A crise do excedente de frango: impactos e desafios após embargo nas exportações brasileiras
O setor avícola brasileiro, especialmente na região Sul, enfrenta um desafio sem precedentes após a confirmação de casos de gripe aviária em granjas comerciais. O embargo nas exportações criou um cenário preocupante para uma indústria que vinha batendo recordes de produção e vendas externas. Este momento crítico expõe fragilidades estruturais e testa a resiliência de um dos mais importantes setores do agronegócio nacional.
A região Sul concentra aproximadamente 60% da produção nacional de frango, com destaque para os estados do Paraná, Santa Catarina e Rio Grande do Sul. Estes três estados são responsáveis por 78% de todas as exportações brasileiras do produto, configurando um polo estratégico para a avicultura nacional. A alta concentração produtiva nesta região explica por que o impacto do embargo é tão significativo para a economia local e nacional.
Antes do surto sanitário, o Brasil vivia um momento extremamente positivo nas exportações de carne de frango. O primeiro quadrimestre de 2025 havia sido o melhor dos últimos cinco anos, com 1,731 milhão de toneladas embarcadas para o exterior. Esse desempenho refletia a competitividade do produto brasileiro no mercado internacional e a confiança dos compradores na qualidade e segurança da nossa produção.

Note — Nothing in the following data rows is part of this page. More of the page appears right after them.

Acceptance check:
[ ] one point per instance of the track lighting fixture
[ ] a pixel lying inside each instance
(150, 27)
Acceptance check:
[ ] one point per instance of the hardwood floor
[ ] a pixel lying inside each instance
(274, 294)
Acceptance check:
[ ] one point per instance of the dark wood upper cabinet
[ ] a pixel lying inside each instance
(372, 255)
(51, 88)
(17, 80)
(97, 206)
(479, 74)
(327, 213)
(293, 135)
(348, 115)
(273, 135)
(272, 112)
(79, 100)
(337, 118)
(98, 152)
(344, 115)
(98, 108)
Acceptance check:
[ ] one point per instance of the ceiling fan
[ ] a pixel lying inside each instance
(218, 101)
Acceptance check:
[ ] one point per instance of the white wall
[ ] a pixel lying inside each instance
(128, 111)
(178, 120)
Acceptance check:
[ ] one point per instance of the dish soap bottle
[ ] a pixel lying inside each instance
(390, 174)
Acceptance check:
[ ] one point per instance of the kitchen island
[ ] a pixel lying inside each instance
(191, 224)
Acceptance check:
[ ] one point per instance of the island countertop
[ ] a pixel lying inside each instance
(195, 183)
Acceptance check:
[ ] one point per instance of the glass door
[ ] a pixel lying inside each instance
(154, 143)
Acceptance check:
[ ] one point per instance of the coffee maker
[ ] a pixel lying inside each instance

Com o embargo imposto pelos países importadores, estima-se que aproximadamente 400 mil toneladas de carne de frango ficarão sem destino em apenas 60 dias. Este volume representa não apenas um problema comercial, mas também logístico, já que o Brasil não possui infraestrutura adequada para armazenar todo esse excedente.
A capacidade de armazenamento em câmaras frias do país comporta a produção de apenas 15 a 20 dias, muito aquém do necessário para enfrentar um embargo prolongado. Esta limitação estrutural coloca os produtores em uma situação extremamente vulnerável, sem alternativas viáveis para preservar a produção que não pode ser exportada.
Em termos financeiros, as projeções são alarmantes. O prejuízo estimado para o setor, considerando um período de 60 dias de embargo, pode atingir entre US$ 1,5 e US$ 2 bilhões. Este montante representa não apenas perdas diretas para os produtores e exportadores, mas impacta toda a cadeia produtiva, desde fornecedores de insumos até transportadoras e serviços associados.
Diante da impossibilidade de exportar e das limitações de armazenamento, a principal alternativa seria a absorção do excedente pelo mercado interno brasileiro. No entanto, esta solução enfrenta obstáculos significativos. O consumo per capita atual de frango no Brasil é de aproximadamente 35 kg por ano, um nível já considerado elevado quando comparado com padrões internacionais.
Para absorver as 400 mil toneladas excedentes durante os 60 dias de embargo, seria necessário um aumento de 5 kg no consumo per capita em um curto período. Este incremento representa um desafio considerável, pois exigiria mudanças nos hábitos alimentares da população e uma capacidade de compra que nem todos os brasileiros possuem.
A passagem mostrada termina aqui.